Raptor
A fast and space-efficient pre-filter
index

raptor search

Main Parameters

-​-index

The path to the index. For partitioned indices, the suffix _x, where x is a number, must be omitted.

-​-query

File containing query sequences.

Many file types and compressions are supported. Click to show a list.

Supported file extensions are (possibly followed by bz2, gz, or bgzf):

  • embl
  • fasta
  • fa
  • fna
  • ffn
  • faa
  • frn
  • fas
  • fastq
  • fq
  • genbank
  • gb
  • gbk
  • sam

-​-output

The output file name.

  • Format
    ###<text> | Meta-information
    ##<text> | Meta-information
    #<number><tab><filepaths> | Assigns each input file a number. Multiple filepaths are separated by a whitespace
    #QUERY_NAME<tab>USER_BINS | Header for the results
    <query_id><tab>[<number>...] | A line for each query, listing matches in input files, if any. Multiple hits are separated by a comma.
  • Example
    ### Minimiser parameters
    ## Window size = 19
    ## Shape = 1111111111111111111
    ## Shape size (length) = 19
    ## Shape count (number of 1s) = 19
    ### Search parameters
    ## Query file = "/data/query.fq"
    ## Pattern size = 65
    ## Output file = "search.out"
    ## Threads = 1
    ## tau = 0.9999
    ## p_max = 0.4
    ## Percentage threshold = nan
    ## Errors = 0
    ## Cache thresholds = false
    ### Index parameters
    ## Index = "/data/index.hibf"
    ## Index hashes = 2
    ## Index parts = 1
    ## False positive rate = 0.05
    ## Index is HIBF = true
    #0 /data/bin1.fa
    #1 /data/bin2.fa
    #2 /data/bin3.fa
    #3 /data/bin4.fa
    #QUERY_NAME USER_BINS
    query1
    query2 1
    query3 0,1,2

-​-threads

The number of threads to use. Sequences in the query file will be processed in parallel. Negligible effect on RAM usage for unpartitioned indices. Moderate effect for partitioned indices.

-​-quiet

By default, runtime and memory statistics are printed to stderr at the end.

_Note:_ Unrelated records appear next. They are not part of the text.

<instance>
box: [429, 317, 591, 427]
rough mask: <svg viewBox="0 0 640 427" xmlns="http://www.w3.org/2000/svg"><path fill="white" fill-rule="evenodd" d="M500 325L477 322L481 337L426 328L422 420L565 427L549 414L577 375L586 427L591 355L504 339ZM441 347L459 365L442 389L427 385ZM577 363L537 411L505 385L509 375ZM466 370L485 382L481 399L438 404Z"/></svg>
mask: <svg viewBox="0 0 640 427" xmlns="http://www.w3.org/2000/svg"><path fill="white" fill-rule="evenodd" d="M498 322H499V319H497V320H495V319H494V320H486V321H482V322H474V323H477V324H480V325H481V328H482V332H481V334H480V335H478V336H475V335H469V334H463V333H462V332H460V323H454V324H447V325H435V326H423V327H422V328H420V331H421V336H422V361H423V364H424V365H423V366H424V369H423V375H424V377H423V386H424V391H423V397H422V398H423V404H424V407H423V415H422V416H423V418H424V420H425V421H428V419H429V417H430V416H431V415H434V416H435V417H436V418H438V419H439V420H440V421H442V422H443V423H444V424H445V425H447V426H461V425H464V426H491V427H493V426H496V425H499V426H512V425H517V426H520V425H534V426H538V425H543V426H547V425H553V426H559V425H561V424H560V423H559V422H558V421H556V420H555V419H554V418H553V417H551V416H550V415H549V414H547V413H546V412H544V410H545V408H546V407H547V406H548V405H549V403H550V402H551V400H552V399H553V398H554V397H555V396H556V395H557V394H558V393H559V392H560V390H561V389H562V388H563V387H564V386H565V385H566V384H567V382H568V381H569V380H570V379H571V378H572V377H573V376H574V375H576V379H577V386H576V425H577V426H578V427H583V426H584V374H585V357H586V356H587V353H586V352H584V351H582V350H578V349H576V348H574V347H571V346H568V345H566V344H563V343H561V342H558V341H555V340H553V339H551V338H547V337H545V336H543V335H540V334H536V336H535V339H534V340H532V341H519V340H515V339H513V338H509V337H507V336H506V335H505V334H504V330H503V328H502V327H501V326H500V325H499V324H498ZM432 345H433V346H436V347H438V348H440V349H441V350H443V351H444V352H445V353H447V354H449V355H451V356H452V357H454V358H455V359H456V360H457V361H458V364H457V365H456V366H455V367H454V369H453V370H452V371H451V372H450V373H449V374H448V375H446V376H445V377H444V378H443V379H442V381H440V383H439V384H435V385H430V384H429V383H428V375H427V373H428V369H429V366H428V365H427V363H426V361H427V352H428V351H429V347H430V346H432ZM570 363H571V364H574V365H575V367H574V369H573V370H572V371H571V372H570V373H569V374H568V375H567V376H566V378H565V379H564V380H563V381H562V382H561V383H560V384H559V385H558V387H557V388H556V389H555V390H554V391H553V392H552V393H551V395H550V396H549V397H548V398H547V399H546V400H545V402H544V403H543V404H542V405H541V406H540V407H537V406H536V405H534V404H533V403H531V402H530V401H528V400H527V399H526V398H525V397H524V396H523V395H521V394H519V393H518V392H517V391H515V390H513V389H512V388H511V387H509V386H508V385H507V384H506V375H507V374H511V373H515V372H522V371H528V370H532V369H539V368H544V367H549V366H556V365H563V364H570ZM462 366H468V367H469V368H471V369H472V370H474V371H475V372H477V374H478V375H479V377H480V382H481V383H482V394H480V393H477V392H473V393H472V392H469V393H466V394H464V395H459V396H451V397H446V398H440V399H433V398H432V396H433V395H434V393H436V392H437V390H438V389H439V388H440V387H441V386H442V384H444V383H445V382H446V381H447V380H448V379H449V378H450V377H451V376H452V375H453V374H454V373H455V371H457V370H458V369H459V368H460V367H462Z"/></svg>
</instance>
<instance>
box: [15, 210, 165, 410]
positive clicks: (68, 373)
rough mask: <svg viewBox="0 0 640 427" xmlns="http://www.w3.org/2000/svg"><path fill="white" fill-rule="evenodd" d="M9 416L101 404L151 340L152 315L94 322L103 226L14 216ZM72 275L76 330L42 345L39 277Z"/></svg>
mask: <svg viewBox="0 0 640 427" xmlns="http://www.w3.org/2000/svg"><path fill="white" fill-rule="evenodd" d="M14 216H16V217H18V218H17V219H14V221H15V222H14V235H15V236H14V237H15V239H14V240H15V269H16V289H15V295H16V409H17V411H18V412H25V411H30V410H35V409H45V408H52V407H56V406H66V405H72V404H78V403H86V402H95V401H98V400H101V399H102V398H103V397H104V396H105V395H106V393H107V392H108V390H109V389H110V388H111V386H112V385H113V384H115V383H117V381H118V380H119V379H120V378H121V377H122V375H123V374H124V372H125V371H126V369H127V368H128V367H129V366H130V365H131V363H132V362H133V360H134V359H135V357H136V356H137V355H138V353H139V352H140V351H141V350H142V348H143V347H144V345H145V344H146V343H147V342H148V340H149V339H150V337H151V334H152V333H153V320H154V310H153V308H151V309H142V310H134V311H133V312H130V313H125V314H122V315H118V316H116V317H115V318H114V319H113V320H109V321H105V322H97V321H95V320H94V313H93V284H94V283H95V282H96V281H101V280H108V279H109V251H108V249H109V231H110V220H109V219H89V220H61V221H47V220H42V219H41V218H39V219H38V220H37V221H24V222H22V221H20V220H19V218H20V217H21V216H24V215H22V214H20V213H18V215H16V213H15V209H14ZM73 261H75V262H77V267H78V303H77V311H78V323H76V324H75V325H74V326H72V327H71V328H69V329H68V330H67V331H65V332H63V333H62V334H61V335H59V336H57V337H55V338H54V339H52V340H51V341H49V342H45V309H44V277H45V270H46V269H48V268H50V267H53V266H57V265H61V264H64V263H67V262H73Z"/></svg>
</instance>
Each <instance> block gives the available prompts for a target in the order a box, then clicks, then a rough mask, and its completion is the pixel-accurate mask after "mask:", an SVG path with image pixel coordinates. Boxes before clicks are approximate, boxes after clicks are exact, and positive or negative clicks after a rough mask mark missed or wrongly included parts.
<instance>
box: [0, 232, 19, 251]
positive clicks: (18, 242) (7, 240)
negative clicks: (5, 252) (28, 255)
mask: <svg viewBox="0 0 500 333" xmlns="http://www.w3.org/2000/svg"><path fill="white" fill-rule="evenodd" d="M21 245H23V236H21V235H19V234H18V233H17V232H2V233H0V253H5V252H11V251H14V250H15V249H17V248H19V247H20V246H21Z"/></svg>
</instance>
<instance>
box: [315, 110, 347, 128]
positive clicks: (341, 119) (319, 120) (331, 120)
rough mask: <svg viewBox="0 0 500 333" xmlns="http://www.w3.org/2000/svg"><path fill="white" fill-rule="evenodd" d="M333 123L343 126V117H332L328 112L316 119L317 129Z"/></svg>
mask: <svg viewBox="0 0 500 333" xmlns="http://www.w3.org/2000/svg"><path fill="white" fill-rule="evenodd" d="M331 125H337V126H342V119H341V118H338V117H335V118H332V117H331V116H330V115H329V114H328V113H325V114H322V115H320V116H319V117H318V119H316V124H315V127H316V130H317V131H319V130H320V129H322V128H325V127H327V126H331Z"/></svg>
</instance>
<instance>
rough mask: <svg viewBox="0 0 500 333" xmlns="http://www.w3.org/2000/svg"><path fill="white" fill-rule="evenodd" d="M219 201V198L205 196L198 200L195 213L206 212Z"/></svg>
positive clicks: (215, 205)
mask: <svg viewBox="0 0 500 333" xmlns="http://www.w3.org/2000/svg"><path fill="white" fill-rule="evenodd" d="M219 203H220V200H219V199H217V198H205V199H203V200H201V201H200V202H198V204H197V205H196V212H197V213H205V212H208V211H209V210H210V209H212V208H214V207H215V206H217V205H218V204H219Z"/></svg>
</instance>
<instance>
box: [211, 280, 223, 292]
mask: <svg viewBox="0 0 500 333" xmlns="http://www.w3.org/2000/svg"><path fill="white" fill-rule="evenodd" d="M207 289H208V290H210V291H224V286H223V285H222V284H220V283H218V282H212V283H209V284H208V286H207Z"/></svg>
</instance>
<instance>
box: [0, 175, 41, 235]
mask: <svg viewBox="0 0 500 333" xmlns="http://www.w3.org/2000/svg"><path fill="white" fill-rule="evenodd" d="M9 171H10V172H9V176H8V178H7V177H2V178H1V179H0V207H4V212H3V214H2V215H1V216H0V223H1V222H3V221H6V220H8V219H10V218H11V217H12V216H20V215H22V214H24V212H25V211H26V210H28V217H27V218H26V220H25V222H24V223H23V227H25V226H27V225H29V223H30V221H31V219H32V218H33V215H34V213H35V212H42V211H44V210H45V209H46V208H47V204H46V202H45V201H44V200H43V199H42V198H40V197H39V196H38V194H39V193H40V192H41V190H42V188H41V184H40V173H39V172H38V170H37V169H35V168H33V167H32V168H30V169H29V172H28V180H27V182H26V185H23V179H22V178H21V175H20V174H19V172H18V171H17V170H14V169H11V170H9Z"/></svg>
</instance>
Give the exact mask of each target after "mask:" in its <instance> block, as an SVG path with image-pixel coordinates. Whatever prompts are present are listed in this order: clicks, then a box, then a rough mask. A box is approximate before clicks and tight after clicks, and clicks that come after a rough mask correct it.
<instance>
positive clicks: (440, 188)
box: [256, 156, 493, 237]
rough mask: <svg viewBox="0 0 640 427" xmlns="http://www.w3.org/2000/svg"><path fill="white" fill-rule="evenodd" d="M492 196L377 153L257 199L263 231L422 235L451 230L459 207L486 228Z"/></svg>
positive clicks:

This flag disables this behaviour.

-​-error

The number of allowed errors.

Note
Mutually exclusive with –threshold.

-​-threshold

Ratio of k-mers that need to be found for a hit to occur.

Note
Mutually exclusive with –error.

-​-query_length

The sequence length of a query. Used to determine thresholds. The sequence lengths should have little to no variance.

If not provided:

  • the median of sequence lengths in the query file is used.
  • a warning is emitted if there is a high variance in sequence lengths.
  • an error occurs if any sequence is shorter than the window size.

-​-tau

The higher tau, the lower the threshold.

Note
Has no effect when using --threshold or w == k.

-​-p_max

The higher p_max, the higher the threshold.

Note
Has no effect when using --threshold or w == k.

-​-cache-thresholds

Stores the computed thresholds with a unique name next to the index. In the next search call using this option, the stored thresholds are re-used. Two files are stored:

  • threshold_*.bin: Depends on query_length, window, kmer/shape, errors, and tau.
  • correction_*.bin: Depends on query_length, window, kmer/shape, p_max, and fpr.
Note
Has no effect when using --threshold or w == k.